ANGELA DEPACE, ASSOCIATE PROFESSOR OF SYSTEMS BIOLOGY, HARVARD MEDICAL SCHOOL
“Science has always been an international collaboration. We’re here to stand with our colleagues and neighbors. Scientists believe fundamentally in data, facts, rational discourse and changing your mind when you are proven wrong. That very mindset seems to be what’s at risk here… Scientists are galvanized in a way they have not been in a long time. We like to think of ourselves as apolitical, but I don’t believe that’s possible in good conscience right now.”
JUDITH STEEN, NEUROBIOLOGIST AND DEMENTIA RESEARCHER AT BOSTON CHILDREN’S HOSPITAL AND HARVARD MEDICAL SCHOOL
“Our work is fueled by a diversity of ideas. Without that, novel work cannot be done. [The United States] has been the number one country to do science because of our diversity.”
BETTINA HEIN, CEO OF A BOSTON-BASED SOFTWARE COMPANY, GERMAN IMMIGRANT
“I’m here because I’m an immigrant. I’m one misdemeanor away from being deported. I create jobs for a living.
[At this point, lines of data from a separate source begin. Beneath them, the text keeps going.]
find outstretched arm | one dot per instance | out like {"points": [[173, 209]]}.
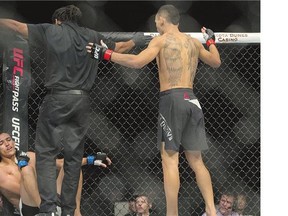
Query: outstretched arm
{"points": [[138, 40], [211, 57], [16, 26], [128, 60]]}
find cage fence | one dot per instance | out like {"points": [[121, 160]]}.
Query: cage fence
{"points": [[123, 123]]}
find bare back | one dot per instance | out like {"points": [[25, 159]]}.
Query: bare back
{"points": [[10, 178], [177, 61]]}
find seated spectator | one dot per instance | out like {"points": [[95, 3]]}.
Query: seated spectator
{"points": [[143, 206], [224, 208], [19, 179], [240, 204], [132, 206]]}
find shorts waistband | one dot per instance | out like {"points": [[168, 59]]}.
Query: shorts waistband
{"points": [[176, 90], [72, 92]]}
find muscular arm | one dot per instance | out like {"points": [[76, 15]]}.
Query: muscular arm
{"points": [[210, 57], [123, 47], [140, 60], [16, 26]]}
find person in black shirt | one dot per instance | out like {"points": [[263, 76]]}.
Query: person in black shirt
{"points": [[64, 113]]}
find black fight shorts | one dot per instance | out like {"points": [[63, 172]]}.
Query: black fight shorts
{"points": [[181, 121]]}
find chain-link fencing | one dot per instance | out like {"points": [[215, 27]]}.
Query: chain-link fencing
{"points": [[123, 123]]}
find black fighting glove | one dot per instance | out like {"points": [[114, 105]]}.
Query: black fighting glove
{"points": [[22, 158], [100, 52], [209, 37], [140, 39], [96, 160]]}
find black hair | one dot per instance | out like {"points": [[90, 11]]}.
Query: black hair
{"points": [[68, 13], [170, 13]]}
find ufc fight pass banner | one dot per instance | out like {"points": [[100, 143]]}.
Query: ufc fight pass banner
{"points": [[16, 83]]}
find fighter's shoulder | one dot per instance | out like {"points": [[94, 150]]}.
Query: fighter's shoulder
{"points": [[31, 154]]}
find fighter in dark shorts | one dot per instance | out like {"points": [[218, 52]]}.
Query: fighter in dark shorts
{"points": [[180, 115], [181, 121]]}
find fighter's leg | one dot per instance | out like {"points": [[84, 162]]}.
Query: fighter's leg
{"points": [[170, 161], [79, 190], [203, 180], [29, 188]]}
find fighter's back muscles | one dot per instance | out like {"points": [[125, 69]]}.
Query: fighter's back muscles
{"points": [[177, 61]]}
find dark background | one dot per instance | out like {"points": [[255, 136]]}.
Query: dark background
{"points": [[130, 16]]}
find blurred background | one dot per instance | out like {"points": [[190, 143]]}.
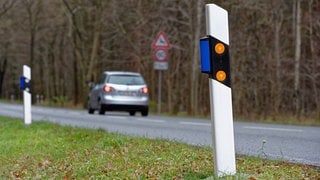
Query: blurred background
{"points": [[274, 48]]}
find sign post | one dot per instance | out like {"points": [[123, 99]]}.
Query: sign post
{"points": [[25, 85], [214, 57], [160, 54]]}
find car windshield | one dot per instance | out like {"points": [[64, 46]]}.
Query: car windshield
{"points": [[125, 80]]}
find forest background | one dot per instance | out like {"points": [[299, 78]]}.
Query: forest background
{"points": [[274, 48]]}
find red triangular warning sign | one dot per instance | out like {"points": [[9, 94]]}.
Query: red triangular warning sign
{"points": [[161, 41]]}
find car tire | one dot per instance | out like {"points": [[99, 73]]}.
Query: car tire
{"points": [[90, 110], [145, 112], [102, 110], [132, 113]]}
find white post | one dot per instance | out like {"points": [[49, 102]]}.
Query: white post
{"points": [[27, 96], [221, 100]]}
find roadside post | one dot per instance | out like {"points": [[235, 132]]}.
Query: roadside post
{"points": [[214, 57], [25, 85], [160, 54]]}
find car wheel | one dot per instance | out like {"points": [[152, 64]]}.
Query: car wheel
{"points": [[132, 113], [145, 112], [90, 110]]}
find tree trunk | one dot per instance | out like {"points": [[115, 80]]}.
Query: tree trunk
{"points": [[297, 57]]}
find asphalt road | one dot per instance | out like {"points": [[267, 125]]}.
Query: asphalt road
{"points": [[299, 144]]}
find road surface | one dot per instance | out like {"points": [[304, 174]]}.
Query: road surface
{"points": [[299, 144]]}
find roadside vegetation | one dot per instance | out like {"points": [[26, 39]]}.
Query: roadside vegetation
{"points": [[44, 150]]}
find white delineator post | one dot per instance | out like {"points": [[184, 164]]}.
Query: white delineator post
{"points": [[221, 99], [27, 95]]}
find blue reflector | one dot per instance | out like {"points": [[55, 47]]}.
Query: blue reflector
{"points": [[22, 83], [205, 55]]}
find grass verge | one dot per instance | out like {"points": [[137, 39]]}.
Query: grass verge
{"points": [[48, 151]]}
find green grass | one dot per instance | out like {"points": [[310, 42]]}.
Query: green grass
{"points": [[49, 151]]}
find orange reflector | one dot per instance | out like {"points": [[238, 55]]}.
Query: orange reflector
{"points": [[219, 48], [221, 75]]}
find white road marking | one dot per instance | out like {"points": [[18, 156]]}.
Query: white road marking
{"points": [[195, 123], [272, 129], [117, 117], [150, 120]]}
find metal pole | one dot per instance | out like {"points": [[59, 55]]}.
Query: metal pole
{"points": [[159, 91]]}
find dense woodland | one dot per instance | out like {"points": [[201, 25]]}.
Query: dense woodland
{"points": [[274, 46]]}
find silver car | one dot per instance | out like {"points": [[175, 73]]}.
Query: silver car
{"points": [[119, 91]]}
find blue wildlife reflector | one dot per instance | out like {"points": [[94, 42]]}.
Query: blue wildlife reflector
{"points": [[22, 82], [205, 55]]}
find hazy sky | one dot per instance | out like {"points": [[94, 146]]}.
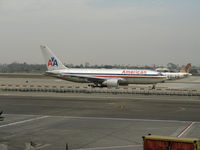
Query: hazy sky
{"points": [[134, 32]]}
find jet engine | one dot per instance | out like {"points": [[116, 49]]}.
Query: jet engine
{"points": [[111, 83]]}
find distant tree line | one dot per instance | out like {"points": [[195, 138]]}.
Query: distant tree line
{"points": [[40, 68]]}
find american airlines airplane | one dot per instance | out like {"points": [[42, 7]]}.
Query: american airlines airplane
{"points": [[99, 77], [184, 73]]}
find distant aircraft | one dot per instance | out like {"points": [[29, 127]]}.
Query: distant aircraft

I have almost 100 employees and one-third of my staff is foreign-born. It’s a very precarious situation. This makes me worried for the future of Western democracies.”
NOOR AL-ALUSI, MASTER’S DEGREE CANDIDATE AND EPIDEMIOLOGIST, HARVARD SCHOOL OF PUBLIC HEALTH
“This is a violation of our rights. I’m just surprised that Trump would be able to do so much damage in so little time. It worries me as an epidemiologist, it worries me as a daughter of immigrants and it worries me as a Muslim.”
ASHOK “AJ” KUMAR, CHIEF SCIENTIFIC OFFICER FOR A BOSTON SOFTWARE COMPANY, NATIVE SOUTH DAKOTAN WHO MOVED TO BOSTON TO GET HIS PHD AT HARVARD
“I’m here both as a scientist and son of immigrants. I think it’s important that we have policy driven by facts and information rather than fear. My dad’s in the military and served in Iraq, where he had local translators [and others who helped]. For us to slam the doors on them is just immoral.”
DR. HOSAM ATTAYA, INTERVENTIONAL RADIOLOGIST, MASSACHUSETTS GENERAL HOSPITAL
“I am a Muslim and I believe in the power of touch. As a physician, this covers two birds with one stone.”